Tuesday, July 27, 2010

Goriak uploaded code to the public

Goriak a Go (golang) library for the Riak database. 

Got enough time to learn enough Go to code up a basic key/value interface to Riak. It is still missing a couple of the REST API calls which I plan to implement over the next couple weeks. I figured it had enough work on it to share with the world and hopefully some one else can review my code and contribute to it. I originally looked to just contribute to another project but the only project I could find was riak.go and it didn't have as complete an implementation as I had. I was able to use a couple lines of riak.go and it really helped me implementing the Put function so I am really glad it is there. Also the author is really nice he is just going off to work on something else so I decided to create a new repository for the project.

The current API has three functions:
GetBucket - Retrieves a Bucket type which contains all kinds of information about the bucket
Get - Marshals the JSON that is returned by the request into a the interface that is passed in. 
GetCAP - Same as get but support an option for the number of nodes that need to agree before returning
Put - Unmashals the type passed in and uploads it to the server
PutCAP - Same as Put but can specify the number of nodes that need to write the json
Delete - Removes the object from the cluster
DeleteCAP - Same as above but can specify number of nodes to delete it from 

I still need to implement MapReduce, LinkWalk, Ping and ServerStatus. These should come over the next couple weeks as I get time to spend on them. MapReduce being the only non trivial one.

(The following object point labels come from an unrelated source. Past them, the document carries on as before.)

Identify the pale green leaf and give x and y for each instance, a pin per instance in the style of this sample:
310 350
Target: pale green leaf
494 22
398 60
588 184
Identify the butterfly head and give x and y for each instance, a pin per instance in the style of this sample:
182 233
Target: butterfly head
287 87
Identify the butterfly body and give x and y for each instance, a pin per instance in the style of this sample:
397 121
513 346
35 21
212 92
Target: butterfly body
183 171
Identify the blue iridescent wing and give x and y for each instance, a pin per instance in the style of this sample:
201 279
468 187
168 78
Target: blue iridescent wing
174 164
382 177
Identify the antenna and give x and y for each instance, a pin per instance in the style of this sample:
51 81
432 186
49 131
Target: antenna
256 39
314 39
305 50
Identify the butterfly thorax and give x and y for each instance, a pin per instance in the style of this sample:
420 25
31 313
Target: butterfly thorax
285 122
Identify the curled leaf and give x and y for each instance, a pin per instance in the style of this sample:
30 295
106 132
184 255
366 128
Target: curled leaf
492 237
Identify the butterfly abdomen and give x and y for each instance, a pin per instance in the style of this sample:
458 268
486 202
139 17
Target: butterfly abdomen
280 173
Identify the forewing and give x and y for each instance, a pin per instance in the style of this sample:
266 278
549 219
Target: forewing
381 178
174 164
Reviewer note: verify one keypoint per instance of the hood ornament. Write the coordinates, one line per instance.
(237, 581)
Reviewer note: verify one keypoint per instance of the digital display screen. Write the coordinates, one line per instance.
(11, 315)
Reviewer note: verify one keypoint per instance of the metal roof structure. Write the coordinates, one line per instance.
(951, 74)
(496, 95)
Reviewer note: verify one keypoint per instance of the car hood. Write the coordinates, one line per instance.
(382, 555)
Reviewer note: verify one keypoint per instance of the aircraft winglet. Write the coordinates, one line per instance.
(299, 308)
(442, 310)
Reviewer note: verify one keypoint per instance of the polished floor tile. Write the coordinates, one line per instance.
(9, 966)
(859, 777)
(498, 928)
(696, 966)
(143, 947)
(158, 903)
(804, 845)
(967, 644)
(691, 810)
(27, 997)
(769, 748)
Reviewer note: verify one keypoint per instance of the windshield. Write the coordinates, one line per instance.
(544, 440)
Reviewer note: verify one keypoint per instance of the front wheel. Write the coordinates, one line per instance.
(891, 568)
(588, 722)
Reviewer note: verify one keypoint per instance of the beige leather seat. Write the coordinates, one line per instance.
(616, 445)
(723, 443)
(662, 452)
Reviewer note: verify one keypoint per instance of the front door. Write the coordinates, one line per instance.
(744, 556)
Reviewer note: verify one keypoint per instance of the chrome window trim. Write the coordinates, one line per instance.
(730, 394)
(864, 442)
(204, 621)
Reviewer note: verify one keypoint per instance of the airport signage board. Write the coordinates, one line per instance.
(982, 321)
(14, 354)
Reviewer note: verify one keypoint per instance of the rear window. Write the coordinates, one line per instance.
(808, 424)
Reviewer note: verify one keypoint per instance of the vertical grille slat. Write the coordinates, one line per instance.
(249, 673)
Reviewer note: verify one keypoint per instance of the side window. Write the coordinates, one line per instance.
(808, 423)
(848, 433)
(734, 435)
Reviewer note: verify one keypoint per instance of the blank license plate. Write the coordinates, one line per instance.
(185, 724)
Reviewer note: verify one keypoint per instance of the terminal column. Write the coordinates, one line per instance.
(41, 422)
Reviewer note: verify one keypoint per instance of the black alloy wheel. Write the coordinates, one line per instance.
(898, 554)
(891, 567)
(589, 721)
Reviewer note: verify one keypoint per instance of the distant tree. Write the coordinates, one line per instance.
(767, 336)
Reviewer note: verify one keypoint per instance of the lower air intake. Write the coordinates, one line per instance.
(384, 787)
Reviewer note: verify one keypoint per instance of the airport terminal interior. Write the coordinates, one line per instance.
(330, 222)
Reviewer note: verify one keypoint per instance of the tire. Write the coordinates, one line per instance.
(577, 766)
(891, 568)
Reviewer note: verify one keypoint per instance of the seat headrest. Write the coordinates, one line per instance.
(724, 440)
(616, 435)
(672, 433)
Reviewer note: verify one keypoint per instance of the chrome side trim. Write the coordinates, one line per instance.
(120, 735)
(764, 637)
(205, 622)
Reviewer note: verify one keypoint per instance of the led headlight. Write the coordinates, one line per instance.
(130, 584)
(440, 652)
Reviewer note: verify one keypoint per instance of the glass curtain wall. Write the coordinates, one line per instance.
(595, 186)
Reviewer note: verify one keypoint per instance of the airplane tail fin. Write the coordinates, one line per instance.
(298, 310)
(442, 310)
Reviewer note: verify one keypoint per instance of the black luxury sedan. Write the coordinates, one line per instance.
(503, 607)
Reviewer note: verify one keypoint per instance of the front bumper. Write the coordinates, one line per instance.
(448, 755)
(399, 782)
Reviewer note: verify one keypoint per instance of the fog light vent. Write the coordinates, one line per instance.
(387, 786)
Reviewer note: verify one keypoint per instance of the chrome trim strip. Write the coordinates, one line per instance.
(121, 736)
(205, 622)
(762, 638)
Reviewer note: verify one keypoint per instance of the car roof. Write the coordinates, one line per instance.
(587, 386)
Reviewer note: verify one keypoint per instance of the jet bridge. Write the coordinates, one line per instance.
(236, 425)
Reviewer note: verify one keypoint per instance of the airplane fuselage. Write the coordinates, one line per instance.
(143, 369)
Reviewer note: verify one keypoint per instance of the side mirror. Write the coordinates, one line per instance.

I did start to experiment with some concurrent access patterns. The first I call BackgroundWait which can make Get or Put which return a request id. The responses are stuffed in a channel until the code calls Wait(requestId). Instead of waiting for every single request it can do many requests at the same time and just wait when required. This reduces the number of choke points. Assuming web applications do something like this:
  1. Check Authentication 
  2. Application configuration / setup that where user is not required
  3. Based on user / permissions additional data is requested
  4. Possible a second round of data based on application data
  5. Response returned
  6. Logging 
As the use of key/value and document databases increase I think this will be more important to maximize backend performance. Riak ability to scale up both for reading and writing allows for this type of access pattern similarly to memcached. I don't know of any RDMBS (maybe VoltDB?) that could handle a large number of concurrent requests since they have very constrained IO or process (thread) resources. It is a lot of fun to think about ways that increase IO distribution could mean potential new access patterns for low latency data access. 

Would be happy for any help, code review and contribution much appreciated.